Sept mois après les attentats jihadistes de Pâques qui ont meurtri le pays, le Sri Lanka renoue donc avec cette famille qui l'a gouverné d'une main de fer de 2005 à 2015 sous la présidence de Mahinda Rajapaksa, grand frère charismatique et controversé de Gotabaya, et avait réussi à mettre fin à la guerre civile au prix d'un gigantesque bain de sang.
Ce fait d'armes vaut à la fratrie, qui cultive une image d'hommes forts, une grande popularité au sein de la majorité ethnique cinghalaise du pays, mais une détestation mêlée de crainte de la part des minorités tamoule et musulmane.
Selon les résultats officiels donnés dimanche par la commission électorale, l'ancien lieutenant-colonel aux cheveux gris a obtenu 52,25% des suffrages, devançant largement son rival Sajith Premadasa (41,99%), qui était soutenu par les minorités tamoule et musulmane. La participation s'est établie à 83,7%.
"Je suis conscient d'être aussi le président de ceux qui ont voté contre moi", a réagi Gotabaya Rajapaksa dimanche en remerciant ses partisans. "Mon devoir est d'être au service de tous les Sri-Lankais, sans distinction de race ou de religion", a-t-il poursuivi, promettant d'exercer ses fonctions "de manière juste".
Le nouveau président prêtera serment lundi à Anuradhapura (centre-nord).
Gotabaya Rajapaksa, 70 ans, a mené une campagne nationaliste et axée sur la sécurité à la suite des attentats jihadistes qui ont fait 269 morts le 21 avril. Des kamikazes d'un groupe extrémiste local s'étaient fait exploser dans des hôtels de luxe et des églises chrétiennes en pleine messe.
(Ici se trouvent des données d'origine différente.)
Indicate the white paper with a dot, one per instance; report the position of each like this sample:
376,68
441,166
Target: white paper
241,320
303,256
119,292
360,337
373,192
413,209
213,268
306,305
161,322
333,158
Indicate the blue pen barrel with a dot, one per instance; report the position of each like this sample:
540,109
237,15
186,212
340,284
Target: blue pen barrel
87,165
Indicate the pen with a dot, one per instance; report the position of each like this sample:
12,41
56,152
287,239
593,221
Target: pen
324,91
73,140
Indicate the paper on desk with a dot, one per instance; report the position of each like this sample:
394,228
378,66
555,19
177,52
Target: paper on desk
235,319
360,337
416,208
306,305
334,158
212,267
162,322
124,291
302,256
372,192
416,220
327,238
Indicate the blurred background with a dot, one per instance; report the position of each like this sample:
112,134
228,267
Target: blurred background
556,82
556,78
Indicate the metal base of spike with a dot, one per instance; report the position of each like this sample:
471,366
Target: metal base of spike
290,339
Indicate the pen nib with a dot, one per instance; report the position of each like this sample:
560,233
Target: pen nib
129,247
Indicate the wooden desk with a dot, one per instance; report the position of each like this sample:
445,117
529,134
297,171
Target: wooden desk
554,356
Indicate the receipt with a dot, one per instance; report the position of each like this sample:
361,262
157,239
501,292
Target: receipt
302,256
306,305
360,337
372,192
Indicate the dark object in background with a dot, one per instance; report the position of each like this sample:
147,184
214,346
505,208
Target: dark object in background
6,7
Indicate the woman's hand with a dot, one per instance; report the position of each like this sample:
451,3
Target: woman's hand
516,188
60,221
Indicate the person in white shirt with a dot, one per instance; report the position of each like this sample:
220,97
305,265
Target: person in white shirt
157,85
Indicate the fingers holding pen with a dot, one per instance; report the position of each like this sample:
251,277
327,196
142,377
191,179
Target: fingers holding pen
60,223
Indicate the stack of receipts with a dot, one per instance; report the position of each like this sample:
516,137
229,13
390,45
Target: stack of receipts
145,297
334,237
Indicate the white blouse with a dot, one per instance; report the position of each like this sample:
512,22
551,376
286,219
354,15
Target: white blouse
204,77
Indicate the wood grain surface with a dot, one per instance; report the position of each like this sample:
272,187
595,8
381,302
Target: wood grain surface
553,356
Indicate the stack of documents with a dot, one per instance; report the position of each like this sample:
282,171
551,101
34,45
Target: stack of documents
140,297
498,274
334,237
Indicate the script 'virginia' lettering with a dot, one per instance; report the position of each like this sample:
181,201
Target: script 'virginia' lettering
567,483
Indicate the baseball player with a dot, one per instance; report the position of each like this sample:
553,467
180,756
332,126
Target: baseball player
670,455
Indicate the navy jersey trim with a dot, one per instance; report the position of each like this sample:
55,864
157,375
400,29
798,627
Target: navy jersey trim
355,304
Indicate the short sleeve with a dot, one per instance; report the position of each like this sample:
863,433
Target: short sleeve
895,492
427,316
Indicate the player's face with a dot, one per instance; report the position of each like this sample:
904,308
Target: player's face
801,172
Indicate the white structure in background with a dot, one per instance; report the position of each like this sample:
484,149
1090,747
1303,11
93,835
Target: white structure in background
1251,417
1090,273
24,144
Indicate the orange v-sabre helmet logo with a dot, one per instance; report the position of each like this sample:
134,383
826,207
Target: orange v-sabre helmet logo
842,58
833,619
"Je n'ai pas dormi de la nuit", a déclaré à l'AFP Devni, une étudiante de 22 ans qui faisait partie de la trentaine de partisans rassemblés dimanche matin devant la résidence de Rajapaksa. "Je suis si excitée, il est le président dont nous avons besoin."
L'élection présidentielle de samedi a été l'un des votes les plus pacifiques au Sri Lanka, historiquement habitué aux scrutins meurtriers.
Toutefois, des hommes armés ont ouvert le feu sur un convoi de bus d'élections musulmans, une attaque qui n'a pas fait de victimes, a indiqué la police.
Camionnettes blanches
Gotabaya Rajapaksa était l'une des clés de voûte du régime de son frère Mahinda, battu en 2015 par une coalition d'opposants et empêché par la Constitution actuelle de se représenter.
En tant que plus haut responsable du ministère de la Défense à l'époque, il commandait de fait les armées sri-lankaises au moment de l'écrasement de la rébellion séparatiste tamoule en 2009. 40.000 civils tamouls ont péri au cours de cette ultime offensive, selon les défenseurs des droits humains qui accusent les Rajapaksa de crimes de guerre.
Gotabaya Rajapaksa est aussi accusé - ce qu'il nie - d'avoir dirigé sous la présidence de son frère des "escadrons de la mort" qui ont enlevé à bord de camionnettes blanches des dizaines de Tamouls, d'opposants politiques ou de journalistes. Certains de leurs corps ont été ensuite jetés sur la route, d'autres n'ont jamais été retrouvés.
Un célèbre journaliste a été assassiné en 2009 après la publication d'un article accusant Gotabaya de corruption dans le cadre d'un contrat d'armement avec l'Ukraine.
Le retour au pouvoir des Rajapaksa préoccupe l'Inde voisine et les Occidentaux en raison de la proximité du clan avec la Chine.
Pékin a prêté des milliards de dollars au Sri Lanka pendant les deux mandats de Mahinda Rajapaksa pour de grands projets d'infrastructures, une dette colossale qui place ce pays stratégique de l'océan Indien dans une situation de dépendance vis-à-vis de la Chine.